During the homily — the sermon — Father Raymundo steps down from the pulpit, carrying an open Bible. He starts to preach, applying Bible verses to troubled relationships, problems on the job and topics such as domestic violence and gender roles. He walks up and down the aisle, working the crowd and feeding off its energy. Like an evangelical preacher, he can thunder his message one minute and then change to a whisper to emphasize a particular point.
After mass, Father Raymundo stands in his white robes near the street in the sweltering central Texas sun. As the churchgoers file out, he patiently blesses the objects they bring to him. They crowd around him like he's a star quarterback who's just won a big game.
In a sense, Father Raymundo wasn't that different from any other Mexican immigrant when he arrived in the United States seven years ago. He was a young man on his own who barely spoke a word of English. ("My English is still broken," he admits in Spanish, which he still prefers for interviews.)
At the time, he didn't know much about politics, immigration laws or the deep racial divisions in Texas. He only knew he wanted to preach the Word of God in his native Spanish. "I didn't want to come here, to be perfectly honest," he says. "I love my country. I love my family. I always imagined myself as a priest on a Mexican ranch, ministering to rural people."
In a country deeply divided between rich and poor, Father Raymundo grew up in a large, middle-class household in the central Mexican town of Celaya. His father was a farmer who also ran a successful taxi business in the city. Celaya didn't have the rampant violence and drug trade of many Mexican cities, but the stark division between the haves and have-nots made an early impression on him.
"Latin America has one of the most unequal distributions of wealth in the world," he says. "And yet the vast majority of the population is Catholic. What's going on? It means that we're not living like good Christians."

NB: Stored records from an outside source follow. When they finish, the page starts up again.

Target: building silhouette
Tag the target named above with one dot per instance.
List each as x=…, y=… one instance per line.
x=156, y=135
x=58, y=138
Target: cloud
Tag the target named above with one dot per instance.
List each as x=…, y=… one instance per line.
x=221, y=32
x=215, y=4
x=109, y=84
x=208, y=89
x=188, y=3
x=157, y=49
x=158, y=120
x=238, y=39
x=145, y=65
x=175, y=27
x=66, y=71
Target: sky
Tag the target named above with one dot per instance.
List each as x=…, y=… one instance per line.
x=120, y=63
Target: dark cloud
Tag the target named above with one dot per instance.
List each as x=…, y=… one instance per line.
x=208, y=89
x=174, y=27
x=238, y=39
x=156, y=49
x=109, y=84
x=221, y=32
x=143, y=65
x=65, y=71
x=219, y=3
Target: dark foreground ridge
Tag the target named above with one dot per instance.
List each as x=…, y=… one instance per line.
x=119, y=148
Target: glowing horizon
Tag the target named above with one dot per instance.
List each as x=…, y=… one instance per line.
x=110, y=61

Father Raymundo isn't afraid to take this social gospel into the church. "Sure," he says, "it's a message people don't want to hear. When you start talking about economics, no one wants to listen to you. But the same thing happened to the prophets. Jesus Christ preached a gospel that the powerful didn't want to hear. And what happened? He got the death penalty."
Father Raymundo has never lacked in the self-assurance department. He decided that he wanted to be a priest at age six. He started seminary at age 13. (Most U.S. priests begin seminary during or after college.) Out of seminary, his first job as a priest was to minister to a drug-infested barrio in Mexico City called La Merced, where pimps were known to harass Catholic priests who tried to get prostitutes off the streets and into church.

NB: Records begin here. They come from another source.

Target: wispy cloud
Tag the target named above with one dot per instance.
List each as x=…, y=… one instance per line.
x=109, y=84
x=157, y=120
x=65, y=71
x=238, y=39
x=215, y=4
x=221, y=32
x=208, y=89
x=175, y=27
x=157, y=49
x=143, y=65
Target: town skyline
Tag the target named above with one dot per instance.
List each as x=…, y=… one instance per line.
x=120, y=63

"Fortunately, they never threatened me," he says. "Maybe it's because I've never looked like a normal priest with my goatee and my looks. The pimps probably thought I was one of the customers, so they left me alone."
He describes this first mission as "painful." Some of the prostitutes had AIDS. Some of them came to church after being beaten up by their pimps. Still, he felt like he was doing God's work in his native land.
When an invitation came to visit the United States, he wasn't sure he wanted to come — even for a vacation. In the end, though, he accepted. He thought his stay in this country wouldn't last long. "Then a bishop told me there weren't enough priests to minister to the immigrants," he said. "I thought I would only be there for a month and then go back home."
Before he knew it, though, he had settled in Tyler, Texas, at the Cathedral of the Immaculate Conception. It was no longer a vacation, but he enjoyed it. He worked as an assistant for an Anglo priest, and there were just a few Hispanics. He felt welcomed by Anglos. "I wanted to hide under the altar, my English was so bad," he says. "It was embarrassing."
At this point, Father Raymundo wasn't sure what he was doing in the United States, especially in the affluent, English-speaking parish he served. "Then one night," he says, "I woke up in the middle of the night and said, 'What the devil — excuse my language — am I doing here? Why am I in the United States?' I still don't really know why, but here I am. You can't escape from God even when you want to. God won't let me escape."